Jérémy CHECLER
Jérémy CHECLER
« J’fais du rap par accident, j’ai que des vieilles chansons françaises dans la tête Mais j’avais besoin d’plus de mots pour développer mon truc (…)
Bon, y’a comme un bug de matrice
J’rêve de gloire depuis tout petit/Mais de vivre comme un ermite »
Extrait de « Bleu-Jaune-Vert »
Pas de besoin de round d’observation pour, d’emblée, attraper au vol quelques facettes de Checler qui accompagne ici ses élans introspectifs d’une lucidité couperet. Un garçon de paradoxe, timide au quotidien et déterminé dans son art, tiraillé entre le doute et la satisfaction de son ego, pessimiste et lumineux, décomplexé dans sa cascade de mots et insatisfait chronique, aussi branché Cabrel qu’Orelsan. Plus loin encore dans ce « Bleu- jaune-vert », morceau d’ouverture irrigué par une rythmique intrépide à la Arctic Monkeys et au refrain galopant : « C’t’album c’est un exploit / C’est dix gosses dans l’même corps ».

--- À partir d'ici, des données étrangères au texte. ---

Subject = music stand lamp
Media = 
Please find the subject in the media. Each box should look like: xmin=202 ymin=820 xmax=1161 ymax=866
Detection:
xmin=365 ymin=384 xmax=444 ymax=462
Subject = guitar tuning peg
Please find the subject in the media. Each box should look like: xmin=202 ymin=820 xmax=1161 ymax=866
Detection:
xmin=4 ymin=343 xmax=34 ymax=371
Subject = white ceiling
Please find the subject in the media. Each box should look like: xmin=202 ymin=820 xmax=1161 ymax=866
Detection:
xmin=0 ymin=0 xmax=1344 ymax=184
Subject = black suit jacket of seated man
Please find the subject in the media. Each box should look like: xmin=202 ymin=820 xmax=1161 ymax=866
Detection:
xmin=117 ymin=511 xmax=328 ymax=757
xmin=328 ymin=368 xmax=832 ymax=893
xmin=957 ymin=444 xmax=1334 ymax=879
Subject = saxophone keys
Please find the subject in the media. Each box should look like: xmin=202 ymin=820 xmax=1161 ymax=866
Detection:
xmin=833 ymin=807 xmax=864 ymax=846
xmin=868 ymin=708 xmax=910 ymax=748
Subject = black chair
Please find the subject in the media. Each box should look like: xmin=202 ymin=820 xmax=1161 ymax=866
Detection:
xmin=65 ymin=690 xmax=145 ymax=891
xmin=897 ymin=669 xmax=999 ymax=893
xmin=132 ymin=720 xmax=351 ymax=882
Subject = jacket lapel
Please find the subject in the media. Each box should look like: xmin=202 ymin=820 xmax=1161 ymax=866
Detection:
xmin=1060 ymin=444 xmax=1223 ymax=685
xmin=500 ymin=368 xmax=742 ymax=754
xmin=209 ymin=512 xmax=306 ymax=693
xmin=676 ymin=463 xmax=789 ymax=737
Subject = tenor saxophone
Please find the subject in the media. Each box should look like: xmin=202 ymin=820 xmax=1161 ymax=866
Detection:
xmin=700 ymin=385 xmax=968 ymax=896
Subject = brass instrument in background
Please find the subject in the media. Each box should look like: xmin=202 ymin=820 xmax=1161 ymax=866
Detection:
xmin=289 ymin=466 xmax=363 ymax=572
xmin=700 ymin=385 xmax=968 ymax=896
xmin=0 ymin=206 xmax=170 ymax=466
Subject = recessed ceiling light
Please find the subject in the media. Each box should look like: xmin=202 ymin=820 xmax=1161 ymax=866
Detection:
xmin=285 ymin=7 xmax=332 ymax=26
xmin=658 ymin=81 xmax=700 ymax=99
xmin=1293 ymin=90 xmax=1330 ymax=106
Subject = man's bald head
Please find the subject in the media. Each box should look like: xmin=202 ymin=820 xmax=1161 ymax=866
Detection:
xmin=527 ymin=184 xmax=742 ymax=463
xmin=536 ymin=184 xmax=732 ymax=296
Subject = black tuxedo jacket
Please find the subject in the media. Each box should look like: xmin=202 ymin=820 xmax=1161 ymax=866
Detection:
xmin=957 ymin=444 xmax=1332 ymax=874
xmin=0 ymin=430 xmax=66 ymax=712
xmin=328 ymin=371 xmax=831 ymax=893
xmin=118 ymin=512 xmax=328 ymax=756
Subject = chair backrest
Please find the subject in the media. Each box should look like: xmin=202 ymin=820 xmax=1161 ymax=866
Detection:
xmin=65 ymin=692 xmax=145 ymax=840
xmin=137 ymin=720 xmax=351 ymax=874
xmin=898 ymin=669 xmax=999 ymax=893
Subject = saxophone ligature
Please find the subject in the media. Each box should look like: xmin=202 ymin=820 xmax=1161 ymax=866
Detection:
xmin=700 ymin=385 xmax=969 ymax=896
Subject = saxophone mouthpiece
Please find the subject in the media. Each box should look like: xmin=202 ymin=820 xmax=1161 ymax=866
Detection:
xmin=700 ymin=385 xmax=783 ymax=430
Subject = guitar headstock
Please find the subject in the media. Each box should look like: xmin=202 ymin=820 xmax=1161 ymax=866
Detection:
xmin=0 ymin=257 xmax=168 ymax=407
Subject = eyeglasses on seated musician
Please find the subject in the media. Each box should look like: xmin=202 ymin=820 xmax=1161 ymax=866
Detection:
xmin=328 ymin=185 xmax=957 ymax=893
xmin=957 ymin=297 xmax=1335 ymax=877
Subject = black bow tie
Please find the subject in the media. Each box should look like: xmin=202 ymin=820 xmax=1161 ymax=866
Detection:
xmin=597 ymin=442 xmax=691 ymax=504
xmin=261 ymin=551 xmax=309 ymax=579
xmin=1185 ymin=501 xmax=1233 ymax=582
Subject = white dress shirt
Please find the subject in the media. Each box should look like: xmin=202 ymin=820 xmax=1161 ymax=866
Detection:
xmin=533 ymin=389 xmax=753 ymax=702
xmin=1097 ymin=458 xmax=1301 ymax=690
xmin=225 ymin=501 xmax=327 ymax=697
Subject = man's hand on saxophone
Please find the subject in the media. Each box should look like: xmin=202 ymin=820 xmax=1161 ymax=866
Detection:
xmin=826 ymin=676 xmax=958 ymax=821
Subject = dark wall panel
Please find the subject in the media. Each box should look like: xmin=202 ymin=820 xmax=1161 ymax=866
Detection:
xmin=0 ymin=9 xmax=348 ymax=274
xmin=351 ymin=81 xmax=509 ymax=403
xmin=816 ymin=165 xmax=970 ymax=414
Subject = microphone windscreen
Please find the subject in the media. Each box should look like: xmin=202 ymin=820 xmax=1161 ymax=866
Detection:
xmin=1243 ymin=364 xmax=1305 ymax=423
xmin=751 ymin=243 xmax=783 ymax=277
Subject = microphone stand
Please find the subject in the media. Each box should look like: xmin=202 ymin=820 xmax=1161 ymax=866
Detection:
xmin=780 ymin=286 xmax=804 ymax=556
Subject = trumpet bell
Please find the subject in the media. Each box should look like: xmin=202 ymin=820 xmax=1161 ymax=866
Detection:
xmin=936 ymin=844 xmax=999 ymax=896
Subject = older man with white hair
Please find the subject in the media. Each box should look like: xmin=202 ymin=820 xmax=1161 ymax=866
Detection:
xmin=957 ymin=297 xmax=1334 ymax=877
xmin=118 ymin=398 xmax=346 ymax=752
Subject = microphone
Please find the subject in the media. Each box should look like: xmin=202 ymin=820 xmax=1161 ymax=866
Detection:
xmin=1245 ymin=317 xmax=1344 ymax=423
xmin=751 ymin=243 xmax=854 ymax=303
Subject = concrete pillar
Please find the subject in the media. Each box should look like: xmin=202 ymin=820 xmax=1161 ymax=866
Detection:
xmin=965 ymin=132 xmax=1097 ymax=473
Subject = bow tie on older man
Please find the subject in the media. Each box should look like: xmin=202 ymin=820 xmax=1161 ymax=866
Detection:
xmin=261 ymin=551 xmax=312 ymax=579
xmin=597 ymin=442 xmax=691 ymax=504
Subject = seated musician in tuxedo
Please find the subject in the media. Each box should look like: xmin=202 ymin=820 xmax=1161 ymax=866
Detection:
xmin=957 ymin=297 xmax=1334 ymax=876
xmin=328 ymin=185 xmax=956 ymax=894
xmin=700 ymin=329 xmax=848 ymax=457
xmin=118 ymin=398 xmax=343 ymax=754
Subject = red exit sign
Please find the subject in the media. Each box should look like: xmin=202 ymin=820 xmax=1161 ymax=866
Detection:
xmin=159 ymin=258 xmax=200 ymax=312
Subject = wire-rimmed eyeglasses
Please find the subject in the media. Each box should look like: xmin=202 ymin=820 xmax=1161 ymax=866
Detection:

Le disque s’appelle Le mélange et aucune tromperie sur le titre. Parce que Checler fait partie de cette génération décomplexée qui méprise les classifications et explose les barrières avec une modernité appuyée, à califourchon entre le hip hop, le jazz, le rock, l’électro et la chanson. Ne pas s’enfermer dans un genre ou dans un flow monolithique. Chanter et rapper, ce n’est pas incompatible. Chez lui, une myriade d’enthousiasmes bigarrés s’étalonnant au sein de sa trajectoire : Brassens, Gainsbourg, Goldman, Queen, Metallica, Guns N’Roses, Hocus Pocus, Youssoupha. Liste non-exhaustive. Il y a aussi l’enfance à Aix-en-Provence (ancrage qu’il revendique fièrement dans Quand arrive mon train, morceau issu de son EP sorti en 2019 et sur lequel il injecte un sample du « Sud » de Nino Ferrer), les premiers textes écrits à l’âge de sept ans sur le modèle de ses idoles, la guitare deux ans plus tard – instrument devenu son plus fidèle allié – le groupe de pop- rock à l’adolescence, le cursus de musicologie, le fondations du projet solo à la majorité, la montée à Paris et le cycle Musiques Actuelles Amplifiées au Conservatoire. Il y a surtout là-bas la rencontre déterminante avec Elliott Sigg, fringant multi-instrumentiste et beatmaker. Son binôme, son complice. Le tandem se cherche, tâtonne, confronte ses influences respectives, fouille. Et trouve véritablement sa vitesse de croisière, il y a deux ans. Une complémentarité et une confiance de tout instant, Elliott étant même le seul à avoir droit de regard sur les textes.
L’écriture comme échappatoire. Pour clarifier, ressentir, ouvrir les yeux, faire le bilan. Checler raconte sa vie ou des histoires, soigne ses plaies, calme ses angoisses, balance ses vérités, affiche ses faiblesses avec une autodérision vacharde. Il n’a pas la culture du freestyle, plutôt celle de l’intransigeance et de l’affinage. L’amour des allitérations aussi. Prendre son temps pour trouver son ton. Dans ce Mélange, guitare mutine et échantillons acoustiques s’entrechoquent aux productions. Légèreté pop, matelas downtempo, psytranse, house se fondent dans le paysage et font jaillir des émotions contrastées. Tour à tour grave, enjoué, cynique ou propice aux sautes d’humeur, Checler cherche toujours une barre à poser à travers les rails. Fluide, joueur, imaginatif, humain, Checler préfère dynamiter les codes et le langage que fanfaronner. Et sa force de frappe ne manque pas de panache.